Update on murena.io service outage

GaelDuval · October 7, 2024, 9:47am

Since Oct 6 19:50 CET, most murena.io services have been unreachable.

Affected services

all murena.io services including drive, calendar, notes and email (@murena.io / @e.email)
Over the air (OTA) /e/OS updates
App Lounge

All other websites including e.foundation, gitlab.e.foundation, community.e.foundation and murena.com remain unaffected.

Context

The reason behind this outage is related to our storage infrastructure that is getting old while the number of murena.io active users has grown a lot during the past two years.

An infrastructure evolution and consolidation was planned, but last week, our current infrastructure lost some storage nodes and switched to a degraded mode.

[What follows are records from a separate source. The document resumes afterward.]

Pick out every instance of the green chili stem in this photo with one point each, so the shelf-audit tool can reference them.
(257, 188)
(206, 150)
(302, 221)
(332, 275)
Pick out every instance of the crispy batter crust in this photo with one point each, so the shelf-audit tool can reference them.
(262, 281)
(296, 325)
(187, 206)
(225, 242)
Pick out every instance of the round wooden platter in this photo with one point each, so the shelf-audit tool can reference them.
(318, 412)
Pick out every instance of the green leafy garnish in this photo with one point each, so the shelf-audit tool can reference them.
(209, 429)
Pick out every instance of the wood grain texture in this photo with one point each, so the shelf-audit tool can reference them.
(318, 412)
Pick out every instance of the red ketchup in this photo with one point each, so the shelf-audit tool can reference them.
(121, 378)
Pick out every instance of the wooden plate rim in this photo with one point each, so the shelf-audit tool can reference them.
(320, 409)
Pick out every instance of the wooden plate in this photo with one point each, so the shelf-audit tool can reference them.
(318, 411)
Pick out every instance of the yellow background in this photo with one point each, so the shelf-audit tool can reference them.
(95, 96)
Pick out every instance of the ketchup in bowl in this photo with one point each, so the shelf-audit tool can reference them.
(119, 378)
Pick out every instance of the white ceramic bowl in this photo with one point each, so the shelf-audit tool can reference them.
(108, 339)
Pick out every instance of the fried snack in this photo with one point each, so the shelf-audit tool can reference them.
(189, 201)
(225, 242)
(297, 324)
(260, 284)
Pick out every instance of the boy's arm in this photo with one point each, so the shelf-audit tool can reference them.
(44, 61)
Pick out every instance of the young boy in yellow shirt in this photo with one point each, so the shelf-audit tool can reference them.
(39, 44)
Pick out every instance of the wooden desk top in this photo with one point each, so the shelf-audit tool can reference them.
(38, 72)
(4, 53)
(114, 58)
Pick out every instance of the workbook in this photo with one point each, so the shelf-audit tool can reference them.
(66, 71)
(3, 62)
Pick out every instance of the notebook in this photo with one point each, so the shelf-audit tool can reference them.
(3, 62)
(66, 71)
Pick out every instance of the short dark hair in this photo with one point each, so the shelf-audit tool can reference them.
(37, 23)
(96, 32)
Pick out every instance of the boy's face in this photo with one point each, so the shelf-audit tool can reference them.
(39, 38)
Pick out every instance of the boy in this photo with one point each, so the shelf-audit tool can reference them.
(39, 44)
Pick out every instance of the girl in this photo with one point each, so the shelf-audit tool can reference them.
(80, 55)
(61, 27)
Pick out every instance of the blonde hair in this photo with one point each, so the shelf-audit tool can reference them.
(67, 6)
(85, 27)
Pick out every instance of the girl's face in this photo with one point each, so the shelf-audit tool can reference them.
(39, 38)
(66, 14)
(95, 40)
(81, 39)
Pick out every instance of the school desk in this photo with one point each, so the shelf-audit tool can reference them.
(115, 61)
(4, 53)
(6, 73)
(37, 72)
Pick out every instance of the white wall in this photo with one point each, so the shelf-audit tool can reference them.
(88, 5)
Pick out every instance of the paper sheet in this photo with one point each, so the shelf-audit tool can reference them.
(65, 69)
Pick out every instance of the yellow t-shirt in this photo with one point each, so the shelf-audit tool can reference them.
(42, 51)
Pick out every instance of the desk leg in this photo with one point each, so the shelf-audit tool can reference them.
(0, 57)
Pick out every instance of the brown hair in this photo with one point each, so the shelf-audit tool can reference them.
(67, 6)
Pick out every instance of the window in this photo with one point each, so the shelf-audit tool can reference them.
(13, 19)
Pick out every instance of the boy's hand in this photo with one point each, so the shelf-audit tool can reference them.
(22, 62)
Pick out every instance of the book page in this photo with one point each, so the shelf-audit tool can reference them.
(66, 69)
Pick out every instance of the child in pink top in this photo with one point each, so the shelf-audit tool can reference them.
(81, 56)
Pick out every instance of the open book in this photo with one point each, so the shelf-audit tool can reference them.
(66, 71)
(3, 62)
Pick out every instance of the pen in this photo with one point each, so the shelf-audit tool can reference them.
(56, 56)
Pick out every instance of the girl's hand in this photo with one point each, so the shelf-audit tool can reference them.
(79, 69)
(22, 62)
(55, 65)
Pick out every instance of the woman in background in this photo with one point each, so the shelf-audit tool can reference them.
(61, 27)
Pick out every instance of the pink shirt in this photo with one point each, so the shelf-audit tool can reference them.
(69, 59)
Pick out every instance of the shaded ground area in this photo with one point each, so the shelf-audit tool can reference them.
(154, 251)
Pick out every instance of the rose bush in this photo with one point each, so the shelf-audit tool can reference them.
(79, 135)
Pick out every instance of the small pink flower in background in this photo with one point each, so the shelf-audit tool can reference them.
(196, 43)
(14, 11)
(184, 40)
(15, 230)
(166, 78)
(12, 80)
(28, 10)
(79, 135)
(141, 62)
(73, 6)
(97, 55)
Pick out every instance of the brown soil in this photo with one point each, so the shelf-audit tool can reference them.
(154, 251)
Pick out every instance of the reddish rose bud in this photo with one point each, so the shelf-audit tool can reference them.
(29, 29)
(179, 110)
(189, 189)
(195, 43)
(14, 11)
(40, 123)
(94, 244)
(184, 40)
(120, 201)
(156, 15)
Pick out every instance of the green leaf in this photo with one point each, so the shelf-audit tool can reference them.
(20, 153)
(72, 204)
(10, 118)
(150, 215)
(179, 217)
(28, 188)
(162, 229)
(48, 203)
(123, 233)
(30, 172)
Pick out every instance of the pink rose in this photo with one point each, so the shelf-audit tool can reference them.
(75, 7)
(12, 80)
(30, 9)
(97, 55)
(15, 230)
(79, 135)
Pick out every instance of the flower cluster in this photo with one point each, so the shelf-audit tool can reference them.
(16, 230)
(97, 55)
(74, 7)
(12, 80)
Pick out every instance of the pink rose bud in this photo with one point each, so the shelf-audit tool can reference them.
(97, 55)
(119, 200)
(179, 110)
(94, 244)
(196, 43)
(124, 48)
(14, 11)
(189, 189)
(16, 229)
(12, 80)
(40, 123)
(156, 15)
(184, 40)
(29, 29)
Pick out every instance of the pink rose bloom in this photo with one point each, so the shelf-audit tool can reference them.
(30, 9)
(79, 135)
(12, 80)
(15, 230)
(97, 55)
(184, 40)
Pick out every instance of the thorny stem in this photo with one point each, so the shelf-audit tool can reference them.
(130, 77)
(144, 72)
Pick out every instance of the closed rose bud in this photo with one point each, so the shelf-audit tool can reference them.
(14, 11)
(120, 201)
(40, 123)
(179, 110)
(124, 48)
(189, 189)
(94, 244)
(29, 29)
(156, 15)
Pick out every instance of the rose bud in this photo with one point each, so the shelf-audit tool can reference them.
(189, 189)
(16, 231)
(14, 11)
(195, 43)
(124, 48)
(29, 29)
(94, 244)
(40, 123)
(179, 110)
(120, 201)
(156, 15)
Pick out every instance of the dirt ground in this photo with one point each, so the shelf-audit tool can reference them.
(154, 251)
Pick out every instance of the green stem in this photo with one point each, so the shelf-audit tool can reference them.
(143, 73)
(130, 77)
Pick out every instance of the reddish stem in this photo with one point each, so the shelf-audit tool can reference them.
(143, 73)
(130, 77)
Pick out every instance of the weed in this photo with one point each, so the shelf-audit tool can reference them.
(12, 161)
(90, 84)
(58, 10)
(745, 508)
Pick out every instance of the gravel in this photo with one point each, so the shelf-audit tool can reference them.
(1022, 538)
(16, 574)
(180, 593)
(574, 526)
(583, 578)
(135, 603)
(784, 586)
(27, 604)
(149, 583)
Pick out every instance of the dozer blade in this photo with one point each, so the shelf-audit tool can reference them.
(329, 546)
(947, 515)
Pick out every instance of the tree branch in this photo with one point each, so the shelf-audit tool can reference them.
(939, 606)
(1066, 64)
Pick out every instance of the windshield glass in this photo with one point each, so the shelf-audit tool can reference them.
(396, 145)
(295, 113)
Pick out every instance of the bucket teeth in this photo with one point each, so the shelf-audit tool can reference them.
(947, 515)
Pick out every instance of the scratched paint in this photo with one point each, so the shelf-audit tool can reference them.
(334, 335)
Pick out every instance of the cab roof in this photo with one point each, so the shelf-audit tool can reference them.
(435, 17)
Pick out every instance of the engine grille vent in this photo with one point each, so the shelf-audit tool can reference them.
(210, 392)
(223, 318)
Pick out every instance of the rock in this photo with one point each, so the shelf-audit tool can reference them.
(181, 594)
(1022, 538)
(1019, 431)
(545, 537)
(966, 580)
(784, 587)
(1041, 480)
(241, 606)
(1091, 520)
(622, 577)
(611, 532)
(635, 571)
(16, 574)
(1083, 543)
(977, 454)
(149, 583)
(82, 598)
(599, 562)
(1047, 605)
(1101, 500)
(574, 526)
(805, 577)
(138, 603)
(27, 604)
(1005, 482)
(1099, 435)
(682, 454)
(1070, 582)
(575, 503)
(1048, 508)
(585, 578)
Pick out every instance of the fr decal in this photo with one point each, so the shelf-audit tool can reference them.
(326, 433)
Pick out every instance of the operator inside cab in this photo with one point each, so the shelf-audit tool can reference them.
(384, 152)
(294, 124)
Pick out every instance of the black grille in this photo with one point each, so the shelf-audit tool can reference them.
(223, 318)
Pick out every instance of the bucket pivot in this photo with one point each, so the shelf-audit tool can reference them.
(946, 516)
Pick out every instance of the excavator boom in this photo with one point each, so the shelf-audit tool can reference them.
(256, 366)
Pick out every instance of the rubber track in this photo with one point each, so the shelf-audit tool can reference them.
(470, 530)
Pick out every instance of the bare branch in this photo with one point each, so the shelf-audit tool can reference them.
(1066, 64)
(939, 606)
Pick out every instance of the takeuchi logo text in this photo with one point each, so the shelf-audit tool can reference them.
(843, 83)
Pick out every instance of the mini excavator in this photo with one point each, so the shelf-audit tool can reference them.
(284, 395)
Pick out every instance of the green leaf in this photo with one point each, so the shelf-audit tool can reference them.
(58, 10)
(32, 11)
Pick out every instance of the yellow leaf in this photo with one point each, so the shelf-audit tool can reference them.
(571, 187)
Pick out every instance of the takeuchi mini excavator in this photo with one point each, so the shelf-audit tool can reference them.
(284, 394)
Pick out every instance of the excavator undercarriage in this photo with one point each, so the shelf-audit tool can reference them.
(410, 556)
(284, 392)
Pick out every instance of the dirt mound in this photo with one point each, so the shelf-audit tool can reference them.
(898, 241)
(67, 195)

Unfortunately, yesterday we faced another issue that forced us to put the infrastructure in maintenance mode until it gets fully restored.

Actions we have taken:

We are prioritizing email service recovery as soon as possible, and it is ongoing progress. We will update this today to give a first ETA.
Meanwhile, we have already fixed the App Lounge service, which is now back, still in a degraded mode: only commercial apps (from Play Store) can currently be installed. An ETA for the service to be fully restored will be communicated later.
We’re taking the current outage as an opportunity to accelerate the murena.io storage infrastructure evolution and consolidation that was planned. New storage nodes have been added and the synchronization process is already in progress. But due to the high volume of data and the tests procedures we need to perform before putting it back online, we prefer to be clear about the fact that it is probable that the ETA for murena.io services (excepted email services that will be back sooner) will be counted in days, not in hours.
OTA updates repair have been low prioritized since the impact for users is the lowest.

We’d like also to make it clear that there was no data leak involved in this situation.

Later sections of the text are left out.